Matheus Campello
Matheus Campello

Reputation: 447

Docker-compose with django could not translate host name "db" to address: Name or service not known

I have currently a system built with docker-compose, it creates a Django application.

Up until now I've used a database inside a container (postgresql) in my testing build. Now I've changed the database from this container to an RDS instance in AWS.

Using Pg_dump I have recreated the database inside RDS and changed the settings.py, everything was supposedly normal. I have accessed the data from the database inside my webapp without any problems.

Everything was ok until I had to make a migration. Without the database container the Django container gives me this message:

django.db.utils.OperationalError: could not translate host name "db" to address: Name or service not known

My Docker-compose.yml file before the changes:

 version: '2'

    services:
      db:
        image: postgres:9.5
        restart: always
        environment:
          POSTGRES_USER: testing
          POSTGRES_PASSWORD: tests
          POSTGRES_DB: test
        volumes:
          - /dbdata:/var/lib/postgresql/data
      django:
        build: ./django
        command: gunicorn contactto.wsgi:application -b 0.0.0.0:8000
        restart: always
        volumes:
          - ./django:/usr/src/app
          - ./django/static:/usr/src/app/contactto/static
        ports:
          - "8000:8000"
        depends_on:
          - db

Now after the changes:

    version: '2'

    services:
      django:
        build: ./django
        command: gunicorn contactto.wsgi:application -b 0.0.0.0:8000
        restart: always
        volumes:
          - ./django:/usr/src/app
          - ./django/static:/usr/src/app/contactto/static
        ports:
          - "8000:8000"

And the DATABASES from settings.py . Before:

DATABASES = {
        'default': {
            'ENGINE': 'tenant_schemas.postgresql_backend',
            'NAME': 'testing',
            'USER': 'test',
            'PASSWORD': 'test',
            'HOST': 'db',
            'PORT': '5432',
        }
    }

After:

DATABASES = {
        'default': {
            'ENGINE': 'tenant_schemas.postgresql_backend',
            'NAME': 'testing',
            'USER': 'test',
            'PASSWORD': 'test',
            'HOST': 'xxx.rds.amazonaws.com',
            'PORT': '5432',
        }
    }

The weird thing is, I can use the aws database inside my app... I can create users and do things inside the database and the changes appear. Now in the CLI I can't even use manage.py shell without the message.

I am completely lost.

Upvotes: 39

Views: 63796

Answers (8)

adrian n
adrian n

Reputation: 51

For me the problem was that I was running makemigrations && migrate on build Dockerfile, so database wasn't running at that stage. I had to run migrations on CMD instead.

Upvotes: 0

FWIW, for anyone using Podman, this issue could be due to the containers not being able to find each other within the network. This post helped me solve the problem https://github.com/containers/podman/issues/9292.

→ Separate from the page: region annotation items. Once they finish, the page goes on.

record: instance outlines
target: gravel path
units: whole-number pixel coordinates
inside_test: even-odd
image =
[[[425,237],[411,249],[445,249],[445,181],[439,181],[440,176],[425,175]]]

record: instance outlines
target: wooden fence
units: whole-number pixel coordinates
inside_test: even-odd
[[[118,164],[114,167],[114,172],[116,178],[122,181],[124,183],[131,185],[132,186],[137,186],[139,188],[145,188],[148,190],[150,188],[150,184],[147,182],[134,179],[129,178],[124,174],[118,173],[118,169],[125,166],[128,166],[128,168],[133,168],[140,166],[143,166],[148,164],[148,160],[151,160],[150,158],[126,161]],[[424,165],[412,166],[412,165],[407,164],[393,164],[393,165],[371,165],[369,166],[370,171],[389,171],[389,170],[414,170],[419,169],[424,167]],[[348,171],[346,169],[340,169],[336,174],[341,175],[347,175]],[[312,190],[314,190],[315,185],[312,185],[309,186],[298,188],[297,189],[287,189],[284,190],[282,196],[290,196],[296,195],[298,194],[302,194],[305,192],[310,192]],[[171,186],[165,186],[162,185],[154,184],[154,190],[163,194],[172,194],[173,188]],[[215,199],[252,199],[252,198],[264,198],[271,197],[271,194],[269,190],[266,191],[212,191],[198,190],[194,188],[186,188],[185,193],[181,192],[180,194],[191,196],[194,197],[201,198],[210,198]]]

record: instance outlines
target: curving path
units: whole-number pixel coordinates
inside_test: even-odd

Essentially, you also need to make sure that the network's dns_enable is set to true.

Upvotes: 1

Andreas
Andreas

Reputation: 9207

If you use docker (compose), you can try:

  1. Terminal: docker compose down --remove-orphans
  2. Terminal: docker compose up -d

The problem seems to occure because of stale containers/networks which are interfering with the DNS resolution. By using docker system prune or a simple down and up you remove/restart those containers. By using --remove-orphans you also take care of containers not started by the docker-compose.yml

Upvotes: 0

Lakshit Khanna
Lakshit Khanna

Reputation: 55

click on this link to get your answer or add command: bash -c "python manage.py migrate && python manage.py runserver 0.0.0.0:8000" in docker-compose.yaml.I hope this will work for you. It worked for me

Upvotes: -2

tech
tech

Reputation: 189

Add network, link and depends_on configuration in docker compose file.

example:

  services:
      db:
          build: .
          container_name: db
          networks:
              - djangonetwork
      web:
          build: .
          depends_on:
             - db
          links:
             - db:db
          networks:
             - djangonetwork

  networks:
      djangonetwork:
          driver: bridge

Upvotes: 18

Mik Goldwyn
Mik Goldwyn

Reputation: 145

To the others experiencing this.

The following command (which removes all unused containers, networks, images, and optionally, volumes) solve my problem:

docker system prune

See docker document for more information

Upvotes: 12

Octatron
Octatron

Reputation: 19

In the "django" part of your docker-compose.yml under "depends_on" section try adding links: - db:db after it, or even replace the depends_on: db with that.

I'll bet if you typed in docker logs (container name) you'd see it's obviously having trouble working out where "db" points to.

I think they're looking to end support for links in docker-compose in new iterations at least I read that somewhere..

Upvotes: 1

Matheus Campello
Matheus Campello

Reputation: 447

Answering my question, this was a stupid one...

My manage.py was selecting only the base.py settings file, and was not taking into account the staging.py settings file. So it was breaking in the CLI and was not breaking inside the app.